1. If a subset S of a vector space V contains 0 then S is linearly dependent. We will prove this by contradiction. We assume that a subset S of a vector space V contains 0, but that S is then linearly independent.

If a vector space S={0, s1, s2, ... , sn} contains 0, then we can write the following linear combination of the terms in S:
    
    x1*0 + x2*s1 + x3*s2 + ... + xn+1*sn = 0  
 
 where x1 is a non-zero scalar and  
              
            x2, x3, ... , xn+1 = 0. 


Thus we have a linear combination of elements in S which is equal to zero and which does NOT have all zero coefficients (note, x1 was non-zero). But from the following theorem in the web notes:

Theorem. A subset S of a vector space V is linearly independent if and only if there exists exactly one linear combination of elements of S which is equal to 0, the one with all zero coefficients.

Thus, we have a contridiction, and S cannot be linearly independent. Also, we know that a set is linearly dependent if it is not linearly independent. Thus, S is linearly dependent and the proof is complete.

2. A set S with exactly two vectors is linearly dependent if and only if one of these vectors is a scalar multiple of the other. Let S contain the two vectors s1 and s2. The contrapositive of of the theorem about linearly independent sets of elements in a vector space tells us that S is linearly dependent if and only if we can write

a1*s1+a2*s2 = 0


for a1, a2 not both zero.

(See the end of this proof for a further discussion of this statement.) If we assume S to be linearly dependent, then we can write a1*s1=-a2*s2. At least one of the ai is nonzero, so we can always solve for at least one of the elements of S; we find that
 
                      s1 = -(a2/a1)s2 
or                    s2 = -(a1/a2)s1. 


In either case, one of the elements of S is a scalar multiple of the other.
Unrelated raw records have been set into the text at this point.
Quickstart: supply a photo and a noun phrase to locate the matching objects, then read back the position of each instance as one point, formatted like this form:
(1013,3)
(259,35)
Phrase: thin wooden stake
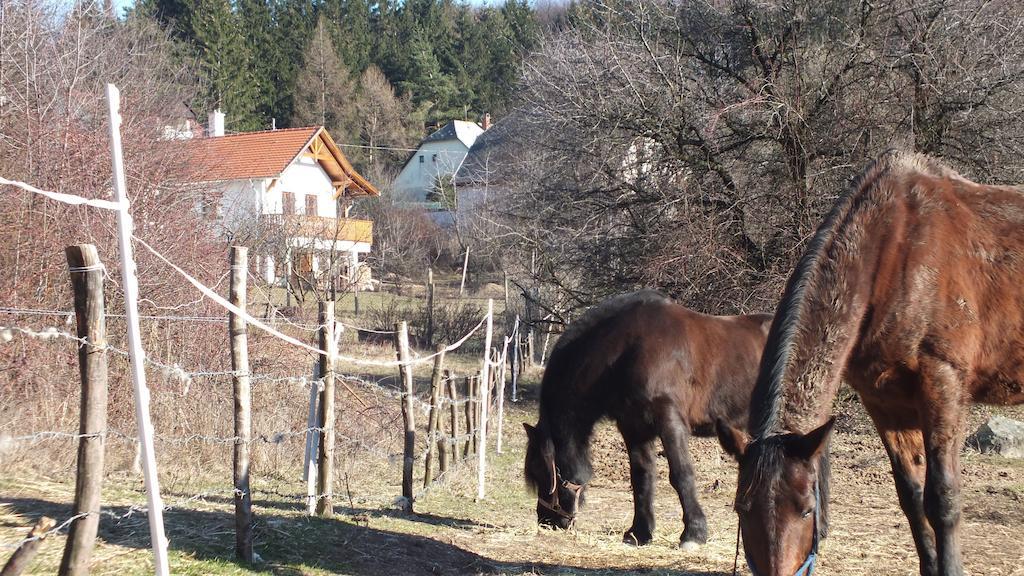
(87,283)
(471,402)
(453,392)
(435,399)
(465,266)
(329,356)
(243,406)
(24,554)
(430,307)
(408,415)
(309,470)
(484,401)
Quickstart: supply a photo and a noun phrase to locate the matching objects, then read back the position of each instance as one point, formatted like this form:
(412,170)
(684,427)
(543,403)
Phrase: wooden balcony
(322,228)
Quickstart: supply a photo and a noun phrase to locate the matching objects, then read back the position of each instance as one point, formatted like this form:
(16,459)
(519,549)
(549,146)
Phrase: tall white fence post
(481,452)
(130,287)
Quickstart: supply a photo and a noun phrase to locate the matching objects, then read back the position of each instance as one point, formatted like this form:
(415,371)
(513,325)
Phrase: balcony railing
(321,227)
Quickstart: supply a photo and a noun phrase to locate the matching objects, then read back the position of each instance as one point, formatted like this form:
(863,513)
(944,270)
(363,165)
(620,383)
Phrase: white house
(287,194)
(439,155)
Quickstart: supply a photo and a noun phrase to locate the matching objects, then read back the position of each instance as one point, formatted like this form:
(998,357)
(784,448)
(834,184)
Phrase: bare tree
(694,146)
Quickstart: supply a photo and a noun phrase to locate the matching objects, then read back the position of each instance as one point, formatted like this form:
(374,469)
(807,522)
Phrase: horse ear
(810,445)
(733,440)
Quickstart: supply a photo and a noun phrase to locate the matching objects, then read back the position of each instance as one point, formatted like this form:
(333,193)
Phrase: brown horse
(658,370)
(910,291)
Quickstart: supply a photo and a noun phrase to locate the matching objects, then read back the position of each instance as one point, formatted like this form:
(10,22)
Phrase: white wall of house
(417,177)
(303,177)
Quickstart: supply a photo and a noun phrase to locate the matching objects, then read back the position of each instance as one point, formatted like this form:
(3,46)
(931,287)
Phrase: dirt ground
(454,534)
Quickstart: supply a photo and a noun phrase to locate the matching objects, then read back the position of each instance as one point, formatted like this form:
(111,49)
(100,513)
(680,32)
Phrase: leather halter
(552,503)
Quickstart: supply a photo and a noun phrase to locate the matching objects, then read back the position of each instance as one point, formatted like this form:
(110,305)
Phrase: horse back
(947,286)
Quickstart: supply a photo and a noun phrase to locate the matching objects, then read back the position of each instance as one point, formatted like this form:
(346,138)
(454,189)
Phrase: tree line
(372,72)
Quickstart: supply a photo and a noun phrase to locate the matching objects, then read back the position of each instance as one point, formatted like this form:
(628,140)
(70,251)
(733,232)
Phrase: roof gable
(268,154)
(466,132)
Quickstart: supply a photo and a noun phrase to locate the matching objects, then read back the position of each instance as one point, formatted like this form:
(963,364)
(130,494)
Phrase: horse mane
(826,246)
(606,310)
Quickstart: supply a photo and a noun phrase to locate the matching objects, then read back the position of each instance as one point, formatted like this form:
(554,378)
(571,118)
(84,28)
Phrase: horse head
(779,497)
(558,499)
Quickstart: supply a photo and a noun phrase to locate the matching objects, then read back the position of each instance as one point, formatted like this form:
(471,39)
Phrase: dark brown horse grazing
(658,370)
(911,290)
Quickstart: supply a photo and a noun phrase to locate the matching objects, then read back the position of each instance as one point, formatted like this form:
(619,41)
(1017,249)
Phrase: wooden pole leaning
(329,356)
(242,389)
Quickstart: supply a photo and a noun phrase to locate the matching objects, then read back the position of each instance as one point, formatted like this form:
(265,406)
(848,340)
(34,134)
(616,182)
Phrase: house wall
(303,177)
(417,178)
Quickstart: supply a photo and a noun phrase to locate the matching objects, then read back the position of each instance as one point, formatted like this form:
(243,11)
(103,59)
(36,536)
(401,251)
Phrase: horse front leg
(642,476)
(675,438)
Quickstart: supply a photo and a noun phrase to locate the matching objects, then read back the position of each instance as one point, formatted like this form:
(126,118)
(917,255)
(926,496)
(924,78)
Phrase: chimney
(216,124)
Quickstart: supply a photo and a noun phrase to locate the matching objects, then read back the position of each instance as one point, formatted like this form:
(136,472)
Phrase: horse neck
(819,318)
(570,439)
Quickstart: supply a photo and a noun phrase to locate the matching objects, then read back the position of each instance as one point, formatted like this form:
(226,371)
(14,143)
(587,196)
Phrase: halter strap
(552,503)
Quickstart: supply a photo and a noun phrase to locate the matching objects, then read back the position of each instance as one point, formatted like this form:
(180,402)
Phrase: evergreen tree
(325,93)
(350,31)
(258,31)
(294,19)
(223,64)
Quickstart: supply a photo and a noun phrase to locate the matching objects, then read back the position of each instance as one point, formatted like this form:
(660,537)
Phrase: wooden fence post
(309,470)
(500,393)
(24,554)
(430,307)
(484,402)
(435,411)
(516,361)
(465,266)
(470,446)
(87,284)
(444,442)
(243,406)
(329,356)
(453,389)
(408,416)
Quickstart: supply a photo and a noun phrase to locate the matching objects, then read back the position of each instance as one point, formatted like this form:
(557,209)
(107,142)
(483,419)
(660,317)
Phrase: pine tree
(258,31)
(325,93)
(223,64)
(294,22)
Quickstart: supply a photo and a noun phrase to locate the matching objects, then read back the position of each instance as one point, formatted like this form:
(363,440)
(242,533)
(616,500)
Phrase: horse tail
(824,471)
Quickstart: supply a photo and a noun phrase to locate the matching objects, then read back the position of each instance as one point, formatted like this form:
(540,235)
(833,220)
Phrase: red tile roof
(252,155)
(267,154)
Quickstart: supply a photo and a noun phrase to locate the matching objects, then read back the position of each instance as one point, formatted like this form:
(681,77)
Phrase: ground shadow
(289,544)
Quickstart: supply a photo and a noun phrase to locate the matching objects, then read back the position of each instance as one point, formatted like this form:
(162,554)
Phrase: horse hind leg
(642,476)
(942,423)
(675,438)
(906,454)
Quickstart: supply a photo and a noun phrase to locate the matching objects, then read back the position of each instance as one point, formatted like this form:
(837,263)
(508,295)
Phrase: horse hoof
(632,539)
(689,546)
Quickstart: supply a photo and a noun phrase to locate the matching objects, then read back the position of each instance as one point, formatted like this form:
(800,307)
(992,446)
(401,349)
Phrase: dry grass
(454,534)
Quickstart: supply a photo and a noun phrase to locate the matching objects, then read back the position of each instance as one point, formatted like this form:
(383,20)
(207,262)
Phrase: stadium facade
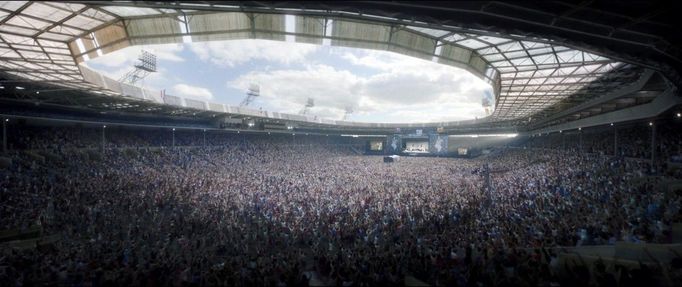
(553,66)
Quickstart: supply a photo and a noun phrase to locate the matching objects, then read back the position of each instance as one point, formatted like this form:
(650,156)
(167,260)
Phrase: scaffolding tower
(145,65)
(309,104)
(252,93)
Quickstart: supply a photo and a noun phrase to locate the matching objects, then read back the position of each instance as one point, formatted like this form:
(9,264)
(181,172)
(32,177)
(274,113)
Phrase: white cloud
(402,91)
(194,92)
(236,52)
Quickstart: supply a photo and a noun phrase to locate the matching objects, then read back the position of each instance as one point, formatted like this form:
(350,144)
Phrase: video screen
(417,146)
(376,145)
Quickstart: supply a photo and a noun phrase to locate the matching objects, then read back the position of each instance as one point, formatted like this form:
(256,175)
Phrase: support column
(4,135)
(653,143)
(615,141)
(103,138)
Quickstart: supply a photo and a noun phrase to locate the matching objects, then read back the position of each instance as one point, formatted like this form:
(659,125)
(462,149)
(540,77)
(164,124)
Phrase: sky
(378,86)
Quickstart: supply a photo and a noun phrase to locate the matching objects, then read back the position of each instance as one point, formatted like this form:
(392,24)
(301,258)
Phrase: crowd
(260,211)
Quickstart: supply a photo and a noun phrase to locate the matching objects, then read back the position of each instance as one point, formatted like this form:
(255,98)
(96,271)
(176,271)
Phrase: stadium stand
(575,178)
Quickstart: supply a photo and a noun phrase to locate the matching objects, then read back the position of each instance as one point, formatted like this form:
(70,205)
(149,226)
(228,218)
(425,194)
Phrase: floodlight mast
(252,93)
(145,65)
(309,104)
(349,111)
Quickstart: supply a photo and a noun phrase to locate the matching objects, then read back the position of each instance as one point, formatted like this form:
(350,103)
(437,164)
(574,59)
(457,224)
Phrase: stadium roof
(533,74)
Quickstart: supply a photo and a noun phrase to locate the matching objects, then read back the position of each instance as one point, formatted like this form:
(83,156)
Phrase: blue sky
(379,86)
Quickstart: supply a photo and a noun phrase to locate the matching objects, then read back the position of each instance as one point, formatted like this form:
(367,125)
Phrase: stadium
(364,143)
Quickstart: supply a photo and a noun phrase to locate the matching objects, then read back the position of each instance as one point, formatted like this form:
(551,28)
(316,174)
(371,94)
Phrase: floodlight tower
(349,111)
(145,65)
(309,104)
(251,94)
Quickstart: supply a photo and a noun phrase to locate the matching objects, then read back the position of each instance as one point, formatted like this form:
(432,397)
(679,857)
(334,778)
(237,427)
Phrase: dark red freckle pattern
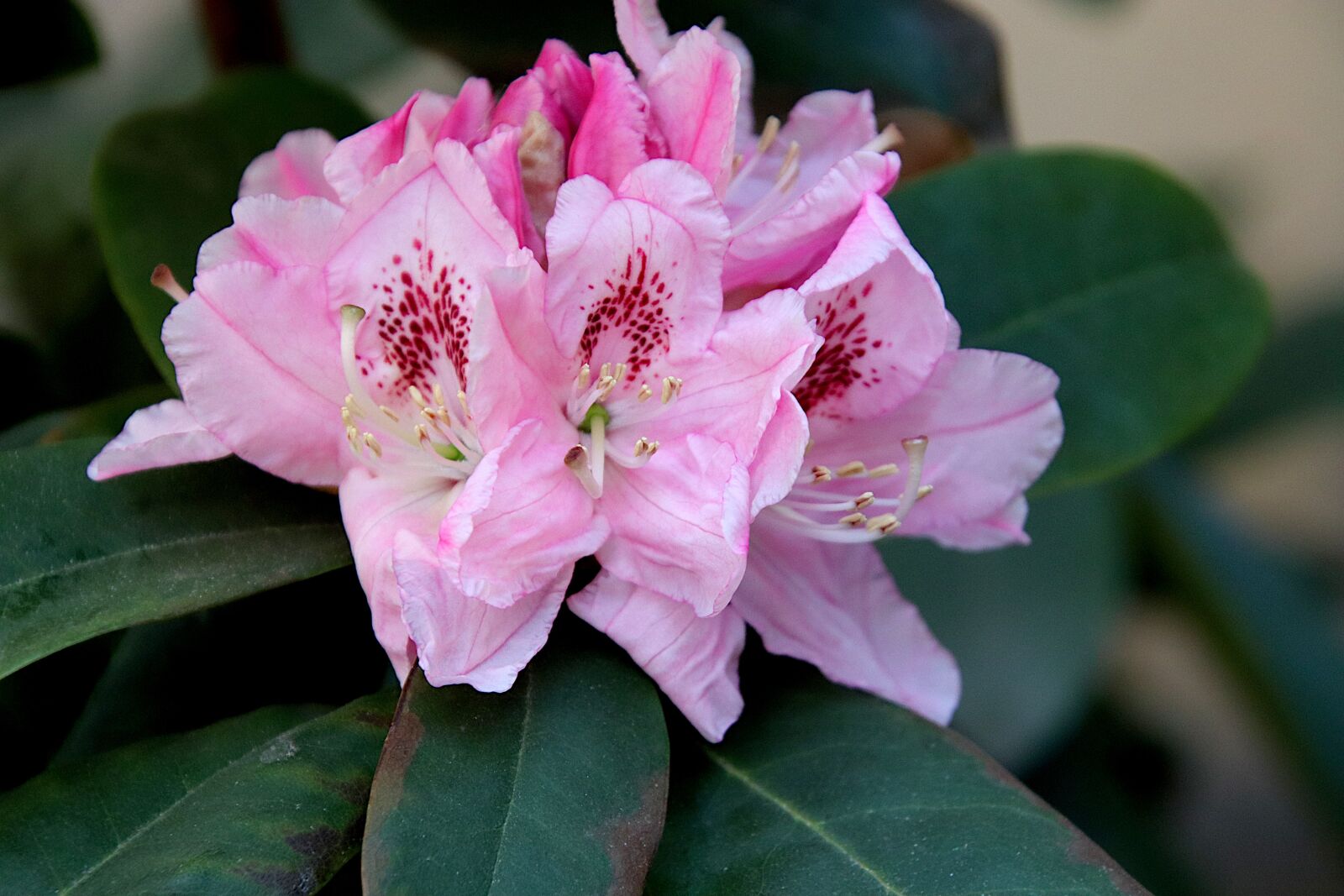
(632,308)
(423,316)
(840,363)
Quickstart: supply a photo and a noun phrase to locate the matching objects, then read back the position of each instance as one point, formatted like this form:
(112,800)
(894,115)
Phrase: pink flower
(909,432)
(378,320)
(501,331)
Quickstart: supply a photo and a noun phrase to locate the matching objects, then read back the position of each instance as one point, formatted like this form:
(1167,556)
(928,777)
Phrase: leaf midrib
(15,584)
(793,812)
(186,795)
(517,772)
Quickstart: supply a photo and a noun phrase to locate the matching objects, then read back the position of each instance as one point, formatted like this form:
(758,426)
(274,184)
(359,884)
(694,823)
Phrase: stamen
(768,134)
(577,459)
(914,449)
(886,523)
(671,387)
(163,278)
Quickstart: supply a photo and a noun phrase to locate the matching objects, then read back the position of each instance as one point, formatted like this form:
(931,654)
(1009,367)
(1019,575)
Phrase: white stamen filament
(577,458)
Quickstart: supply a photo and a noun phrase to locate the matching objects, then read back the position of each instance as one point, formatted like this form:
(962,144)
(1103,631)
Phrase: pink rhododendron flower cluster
(601,316)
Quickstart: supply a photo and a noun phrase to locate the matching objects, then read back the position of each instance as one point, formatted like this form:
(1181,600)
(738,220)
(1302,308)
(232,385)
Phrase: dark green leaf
(557,786)
(165,181)
(1106,270)
(925,53)
(820,790)
(1303,371)
(292,634)
(265,804)
(1273,622)
(53,39)
(1026,624)
(81,558)
(104,418)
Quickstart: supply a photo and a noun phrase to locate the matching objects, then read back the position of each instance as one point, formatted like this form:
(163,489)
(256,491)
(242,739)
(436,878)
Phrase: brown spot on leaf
(632,840)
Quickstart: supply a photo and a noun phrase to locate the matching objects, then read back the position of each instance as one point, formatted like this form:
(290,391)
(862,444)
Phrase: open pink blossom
(380,318)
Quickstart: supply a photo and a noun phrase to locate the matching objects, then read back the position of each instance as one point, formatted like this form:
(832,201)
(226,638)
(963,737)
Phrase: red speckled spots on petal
(423,318)
(629,322)
(840,362)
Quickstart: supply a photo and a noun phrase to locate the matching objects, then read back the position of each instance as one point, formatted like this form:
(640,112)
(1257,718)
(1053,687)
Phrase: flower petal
(375,511)
(732,391)
(521,520)
(827,127)
(694,93)
(679,524)
(992,425)
(259,363)
(616,134)
(837,607)
(461,640)
(635,275)
(643,33)
(784,248)
(694,660)
(293,168)
(413,253)
(882,317)
(163,434)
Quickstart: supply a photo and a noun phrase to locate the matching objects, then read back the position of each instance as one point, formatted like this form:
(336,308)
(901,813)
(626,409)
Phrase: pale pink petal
(568,78)
(375,511)
(827,127)
(837,607)
(780,454)
(882,317)
(461,640)
(643,33)
(679,523)
(992,425)
(273,231)
(521,519)
(293,168)
(468,118)
(635,275)
(996,531)
(786,244)
(413,253)
(559,86)
(499,161)
(694,94)
(694,660)
(259,362)
(616,134)
(163,434)
(746,117)
(732,391)
(362,157)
If one of the elements is a scalar multiple of the other, then for some scalar x, s1=xs2 or s2=xs1. This can be condensed into one statement; simply s1=xs2 suffices.

We can then write x=-a2/a1, regardless of what value x has; if necessary, take a2=-x and a1=1. So

s1 = -(a2/a1)s2,


or

a1*s1 = -a2*s2.


Thus a1*s1+a2*s2 = 0, where a1 and a2 are not both zero. So s1 and s2 are linearly dependent by the contrapositive of the theorem mentioned above.

So S is linearly dependent if and only if one element is a scalar multiple of the other.

3. If a subset of a set S is linearly dependent then the whole set is linearly dependent In the web notes it states that a vector space is linearly dependent if it is not linearly independent. Also from the web notes that for a set to be linearly independent the following two statements are equivalent:

0 = a1*s1 + a2*s2 + ... + an*sn


if and only if

a1 = a2 =... = an


Where the vector space S = {s1, ..., sn}

Thus, if a subset is linearly dependent we can write a linear combination of elements in the subset of S:

0 = a1*s1 + a2*s2 + ... + ai*si


where a1 , ... ai are not all equal to zero. ( ie, a1 is NOT equal to zero.)

We also know from the web notes that every element of this subset of S is contained within the whole set S.

Thus we can write a linear combination of the whole set S:
 
0 = a1*s1 + ... + ai*si + bj*sj + ... + bn*sn 
 
where sj, ..., sn are the elements of S not in the subset {s1, ..., si};  
bj, ..., bn = 0; 
and a1, ... ai are the same constants as before, that is they are not all equal to zero. 
 

Thus we have a linear combination of the whole set S that is equal to zero without having all zero coefficients, thus from the theorem about linear independence in the web notes S cannot be linearly independent. And we know from the web notes that a vector space is linearly dependent if it is not linearly independent. Thus, if a subset of S is linearly dependent, then the whole S is linearly dependent and the proof is complete.